When viewed on a web site, these images allow the viewer to look all around the scene, look up or down, or to zoom in or out, simply by dragging their mouse or by using their keyboard
The scenes can also be linked to other related scenes to create a virtual tour, with each scene being linked by a series of "hotspots" or by image links contained within the scene, allowing the viewer to move from room to room.
The 360° Panorama's on this site are produced by "me" as an amateur with a mundane day job. I do what I do here because, I enjoy it!

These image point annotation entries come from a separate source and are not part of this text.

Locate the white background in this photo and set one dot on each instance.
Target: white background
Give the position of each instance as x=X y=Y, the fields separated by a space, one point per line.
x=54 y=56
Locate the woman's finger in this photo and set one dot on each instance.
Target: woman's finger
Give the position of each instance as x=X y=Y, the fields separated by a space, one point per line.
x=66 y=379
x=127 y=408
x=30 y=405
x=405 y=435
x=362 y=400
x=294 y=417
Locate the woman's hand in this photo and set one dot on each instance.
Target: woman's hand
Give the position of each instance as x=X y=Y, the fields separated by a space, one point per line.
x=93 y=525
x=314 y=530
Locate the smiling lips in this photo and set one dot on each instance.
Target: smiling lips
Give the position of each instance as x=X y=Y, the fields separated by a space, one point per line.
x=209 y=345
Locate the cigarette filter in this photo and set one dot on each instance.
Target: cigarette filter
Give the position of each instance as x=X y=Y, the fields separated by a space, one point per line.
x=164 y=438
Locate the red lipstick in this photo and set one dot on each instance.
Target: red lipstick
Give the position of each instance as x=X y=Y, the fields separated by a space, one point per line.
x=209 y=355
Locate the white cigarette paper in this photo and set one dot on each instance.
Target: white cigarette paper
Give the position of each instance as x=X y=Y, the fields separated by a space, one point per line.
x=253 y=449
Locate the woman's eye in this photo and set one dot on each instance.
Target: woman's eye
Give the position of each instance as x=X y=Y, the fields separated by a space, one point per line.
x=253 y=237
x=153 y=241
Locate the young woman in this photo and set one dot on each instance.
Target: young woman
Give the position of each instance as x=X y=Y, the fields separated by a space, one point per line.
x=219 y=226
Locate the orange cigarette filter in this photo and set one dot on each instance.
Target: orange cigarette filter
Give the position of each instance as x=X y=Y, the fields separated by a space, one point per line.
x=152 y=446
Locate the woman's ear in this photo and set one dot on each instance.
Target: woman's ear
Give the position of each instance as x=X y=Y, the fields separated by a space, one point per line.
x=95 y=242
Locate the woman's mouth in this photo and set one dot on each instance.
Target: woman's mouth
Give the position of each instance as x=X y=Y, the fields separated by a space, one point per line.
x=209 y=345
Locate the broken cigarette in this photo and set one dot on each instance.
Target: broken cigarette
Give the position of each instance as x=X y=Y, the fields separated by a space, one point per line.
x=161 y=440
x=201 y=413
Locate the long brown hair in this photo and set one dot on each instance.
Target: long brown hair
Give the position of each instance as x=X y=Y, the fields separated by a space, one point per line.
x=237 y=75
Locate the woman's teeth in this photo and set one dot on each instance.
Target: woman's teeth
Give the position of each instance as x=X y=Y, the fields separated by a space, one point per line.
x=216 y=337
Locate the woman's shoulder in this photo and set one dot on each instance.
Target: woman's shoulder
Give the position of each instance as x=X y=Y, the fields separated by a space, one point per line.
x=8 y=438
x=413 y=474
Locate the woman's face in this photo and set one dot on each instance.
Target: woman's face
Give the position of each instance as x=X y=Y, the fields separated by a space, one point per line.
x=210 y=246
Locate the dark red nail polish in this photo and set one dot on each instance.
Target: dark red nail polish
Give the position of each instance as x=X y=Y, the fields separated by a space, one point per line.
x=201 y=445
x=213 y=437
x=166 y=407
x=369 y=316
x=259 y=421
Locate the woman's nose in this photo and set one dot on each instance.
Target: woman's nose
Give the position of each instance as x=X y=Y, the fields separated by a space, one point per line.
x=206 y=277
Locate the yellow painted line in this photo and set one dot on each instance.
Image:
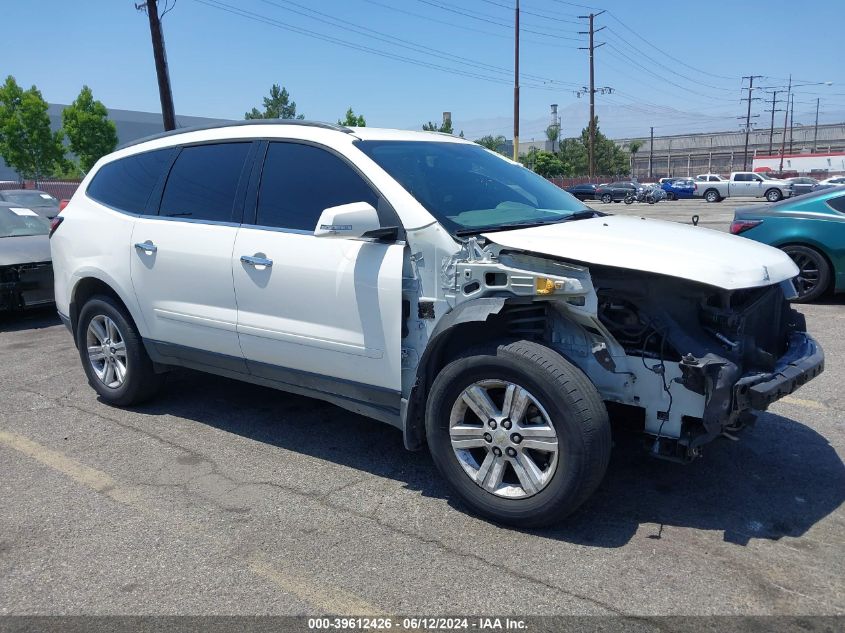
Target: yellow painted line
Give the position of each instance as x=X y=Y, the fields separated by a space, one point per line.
x=810 y=404
x=331 y=601
x=318 y=594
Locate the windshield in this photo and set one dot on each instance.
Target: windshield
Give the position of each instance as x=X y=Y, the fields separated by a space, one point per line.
x=17 y=222
x=470 y=189
x=30 y=198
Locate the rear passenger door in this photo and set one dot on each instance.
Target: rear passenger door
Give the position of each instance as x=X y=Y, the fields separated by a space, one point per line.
x=181 y=257
x=326 y=312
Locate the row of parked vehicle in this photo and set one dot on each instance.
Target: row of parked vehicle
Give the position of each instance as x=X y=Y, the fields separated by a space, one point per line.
x=711 y=187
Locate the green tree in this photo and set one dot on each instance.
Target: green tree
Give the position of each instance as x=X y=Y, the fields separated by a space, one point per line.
x=277 y=105
x=495 y=143
x=610 y=159
x=544 y=163
x=27 y=143
x=445 y=127
x=352 y=119
x=88 y=129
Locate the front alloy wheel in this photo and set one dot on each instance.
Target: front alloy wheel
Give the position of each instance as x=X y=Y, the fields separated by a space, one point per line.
x=813 y=272
x=503 y=439
x=518 y=432
x=107 y=351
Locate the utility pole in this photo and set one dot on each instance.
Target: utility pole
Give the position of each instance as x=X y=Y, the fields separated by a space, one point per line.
x=750 y=79
x=167 y=113
x=786 y=112
x=516 y=84
x=592 y=89
x=772 y=125
x=791 y=119
x=651 y=154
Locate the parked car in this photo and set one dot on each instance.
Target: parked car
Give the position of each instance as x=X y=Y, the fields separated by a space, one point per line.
x=811 y=230
x=744 y=184
x=26 y=274
x=617 y=191
x=426 y=282
x=804 y=184
x=585 y=191
x=39 y=201
x=835 y=180
x=709 y=178
x=680 y=188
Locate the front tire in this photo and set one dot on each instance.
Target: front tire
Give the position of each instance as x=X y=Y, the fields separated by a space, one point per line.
x=774 y=195
x=518 y=432
x=813 y=272
x=113 y=355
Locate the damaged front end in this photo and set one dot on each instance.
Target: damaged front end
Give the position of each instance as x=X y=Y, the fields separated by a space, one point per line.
x=24 y=286
x=715 y=355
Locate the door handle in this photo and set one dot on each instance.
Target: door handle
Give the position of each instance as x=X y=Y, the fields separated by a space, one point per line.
x=254 y=260
x=147 y=247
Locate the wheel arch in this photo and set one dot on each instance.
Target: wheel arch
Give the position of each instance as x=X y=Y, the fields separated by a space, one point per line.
x=454 y=332
x=89 y=285
x=808 y=243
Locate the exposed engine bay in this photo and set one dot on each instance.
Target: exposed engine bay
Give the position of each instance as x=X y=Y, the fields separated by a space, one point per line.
x=693 y=360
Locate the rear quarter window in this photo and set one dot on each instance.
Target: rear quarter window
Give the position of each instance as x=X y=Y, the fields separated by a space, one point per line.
x=127 y=183
x=837 y=204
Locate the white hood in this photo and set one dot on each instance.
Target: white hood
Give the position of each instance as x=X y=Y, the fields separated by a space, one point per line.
x=667 y=248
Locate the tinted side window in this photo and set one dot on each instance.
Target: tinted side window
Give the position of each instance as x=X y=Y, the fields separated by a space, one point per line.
x=127 y=183
x=300 y=181
x=203 y=182
x=837 y=204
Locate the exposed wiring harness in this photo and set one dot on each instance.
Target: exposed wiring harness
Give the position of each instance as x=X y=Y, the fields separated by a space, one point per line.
x=658 y=368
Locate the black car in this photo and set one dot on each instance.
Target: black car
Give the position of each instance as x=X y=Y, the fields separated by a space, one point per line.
x=584 y=191
x=26 y=268
x=39 y=201
x=616 y=191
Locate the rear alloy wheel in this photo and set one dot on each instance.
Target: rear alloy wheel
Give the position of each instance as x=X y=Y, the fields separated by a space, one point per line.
x=774 y=195
x=813 y=272
x=520 y=434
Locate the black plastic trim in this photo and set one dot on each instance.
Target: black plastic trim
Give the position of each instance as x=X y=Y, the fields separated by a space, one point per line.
x=375 y=402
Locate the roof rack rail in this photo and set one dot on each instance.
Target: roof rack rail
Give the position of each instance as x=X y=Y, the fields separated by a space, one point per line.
x=214 y=126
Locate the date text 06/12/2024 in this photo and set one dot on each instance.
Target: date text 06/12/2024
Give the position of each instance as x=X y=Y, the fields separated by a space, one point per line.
x=417 y=623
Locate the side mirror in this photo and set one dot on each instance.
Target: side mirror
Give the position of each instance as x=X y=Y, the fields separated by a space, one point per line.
x=348 y=220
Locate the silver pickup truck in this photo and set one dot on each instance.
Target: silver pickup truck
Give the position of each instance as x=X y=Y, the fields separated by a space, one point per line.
x=741 y=183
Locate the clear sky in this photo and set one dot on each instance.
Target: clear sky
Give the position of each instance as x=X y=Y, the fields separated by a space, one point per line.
x=676 y=65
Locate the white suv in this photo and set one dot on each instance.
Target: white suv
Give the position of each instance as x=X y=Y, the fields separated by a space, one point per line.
x=427 y=282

This little lot took me a while to build up and as far as general photography equipment goes, my little collection is by no where near complete. I do have an extensive "wish list" of stuff I would like to buy at some point and no doubt shall when I can afford it.

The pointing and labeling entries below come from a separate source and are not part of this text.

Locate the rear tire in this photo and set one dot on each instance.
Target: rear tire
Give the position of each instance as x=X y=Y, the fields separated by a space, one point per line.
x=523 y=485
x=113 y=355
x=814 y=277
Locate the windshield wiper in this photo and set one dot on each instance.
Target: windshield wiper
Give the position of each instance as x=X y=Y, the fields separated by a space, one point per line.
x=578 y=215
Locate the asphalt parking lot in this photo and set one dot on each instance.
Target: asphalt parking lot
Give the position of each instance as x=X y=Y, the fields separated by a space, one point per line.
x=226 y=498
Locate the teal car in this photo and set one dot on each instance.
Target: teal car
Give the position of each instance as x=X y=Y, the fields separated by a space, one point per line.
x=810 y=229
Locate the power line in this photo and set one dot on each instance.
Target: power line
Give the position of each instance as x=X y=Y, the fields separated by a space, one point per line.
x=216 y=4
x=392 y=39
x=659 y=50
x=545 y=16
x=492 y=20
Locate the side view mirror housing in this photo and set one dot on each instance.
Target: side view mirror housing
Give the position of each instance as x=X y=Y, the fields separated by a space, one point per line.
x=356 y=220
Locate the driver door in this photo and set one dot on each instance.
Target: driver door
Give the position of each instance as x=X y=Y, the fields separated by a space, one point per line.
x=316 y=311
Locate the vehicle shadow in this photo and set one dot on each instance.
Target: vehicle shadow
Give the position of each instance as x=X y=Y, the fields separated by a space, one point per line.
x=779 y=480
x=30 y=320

Mainly purchased out of some sense of brand loyalty. I have used Canon cameras on and off for many a year and find them to be reliable, versatile and robust. However, I am comparativly new to doing 360° panorama's and my opinion on what camera to use is "any make or model will do". If seeking to purchase a Digital SLR consider the sensor. The 400D has a cropped sensor of 1.6 (most pro-sumer cameras have a cropped sensor) this cropping means that when using a lens of a given focal length, you can effectivly multiply the focal length by 1.6 i.e. an 8mm fisheye lens would effectivly become a 12.8mm fisheye and the image circle would be cropped at the edges. For panorama's, this is not a major problem, but it is a consideration when purchasing a digital SLR. Any lenes attached have therefore have an effective increase of focal length of 1.6
This is quite a weighty bit of glass and quite pricey too, but I find it to be well worth it with the saving of the time it takes to make 360° views. Before I was using my bog standard Canon 18-55 lens and with that I needed to take 32 photographs to cover the whole sphere of the view. Now with the Sigma 8mm I take 4 (5 if I want a nadir shot) photos to cover the same area. This not only means a saving of time to take the images, but an enormous reduction of time taken to process those images. There are far less seems between images and so far less oppertunity for visable paralax errors to creep in.

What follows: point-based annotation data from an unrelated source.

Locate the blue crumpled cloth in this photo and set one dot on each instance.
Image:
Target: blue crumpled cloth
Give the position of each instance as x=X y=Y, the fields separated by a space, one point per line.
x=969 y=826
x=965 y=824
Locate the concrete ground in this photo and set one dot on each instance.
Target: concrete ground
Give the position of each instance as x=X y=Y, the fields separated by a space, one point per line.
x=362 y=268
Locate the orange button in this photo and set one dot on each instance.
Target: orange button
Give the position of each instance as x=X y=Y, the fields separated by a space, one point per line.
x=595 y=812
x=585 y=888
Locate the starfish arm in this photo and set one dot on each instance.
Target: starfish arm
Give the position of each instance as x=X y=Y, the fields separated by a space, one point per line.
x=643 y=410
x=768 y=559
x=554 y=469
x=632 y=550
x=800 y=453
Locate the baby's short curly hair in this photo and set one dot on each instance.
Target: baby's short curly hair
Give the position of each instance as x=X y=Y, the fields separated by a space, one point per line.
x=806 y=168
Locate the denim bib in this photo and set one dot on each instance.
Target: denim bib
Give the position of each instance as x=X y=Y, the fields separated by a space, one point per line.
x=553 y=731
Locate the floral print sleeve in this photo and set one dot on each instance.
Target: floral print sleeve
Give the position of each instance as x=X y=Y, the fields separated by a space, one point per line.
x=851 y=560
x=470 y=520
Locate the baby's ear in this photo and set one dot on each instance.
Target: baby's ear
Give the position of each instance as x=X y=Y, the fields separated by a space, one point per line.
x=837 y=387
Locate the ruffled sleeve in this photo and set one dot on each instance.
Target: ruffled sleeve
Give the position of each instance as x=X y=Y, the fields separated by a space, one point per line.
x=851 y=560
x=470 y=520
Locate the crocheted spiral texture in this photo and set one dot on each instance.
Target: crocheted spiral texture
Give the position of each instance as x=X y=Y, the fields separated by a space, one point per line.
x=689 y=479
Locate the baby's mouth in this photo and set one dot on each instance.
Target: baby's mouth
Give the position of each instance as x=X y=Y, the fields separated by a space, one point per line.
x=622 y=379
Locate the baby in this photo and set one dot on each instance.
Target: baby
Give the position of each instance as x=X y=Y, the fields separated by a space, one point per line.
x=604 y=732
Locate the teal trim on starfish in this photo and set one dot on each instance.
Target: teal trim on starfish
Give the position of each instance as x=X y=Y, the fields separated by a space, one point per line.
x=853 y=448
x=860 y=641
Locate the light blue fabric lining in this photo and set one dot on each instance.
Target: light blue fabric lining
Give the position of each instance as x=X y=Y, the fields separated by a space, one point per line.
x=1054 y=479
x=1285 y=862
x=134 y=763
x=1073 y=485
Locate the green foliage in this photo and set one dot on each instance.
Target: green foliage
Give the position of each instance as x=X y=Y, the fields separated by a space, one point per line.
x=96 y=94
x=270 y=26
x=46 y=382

Aways reminds me of Wurzel Gummage when I say what head I am putting on; However, the Panohead is quite an important bit of equipment, though arguably, not essential as panoramas can be made handheld, with a little thought applied. The Panohead holds the camera in the optomum posion relative to the no paralax point of the lens and rotates around this point, where as a non-panoramic head would rotate the camera around the film/sensor plane which is not of much use for making panorama views. The Nodal Ninja 3 is a solidly built unit and I would give my fullest recomendations about both the unit and also the company Fanotec who make them for thier excellent customer services, though I do want one of the newer "Ring Mount" systems Fanotec are now making, it is on the list of wants!
A good solid tripod, if a bit on the weighty side and can I find a camera bag that it fits onto? Not a chance. I have jerry-rigged some straps to fix it onto the back of my bag and it pokes up in the air like some little flag pole. I also find a problem with the Ball Head becoming stuck on and frequently have to give a whack to the head with a lump of wood to jerk it off (there is never a lump of wood around when you need one). Also, I find the twist lock legs to be a bit of a pain and have tore the skin off my fingers a few times pushing the damn legs in. So, am in the market for another tripod, aka wish list again!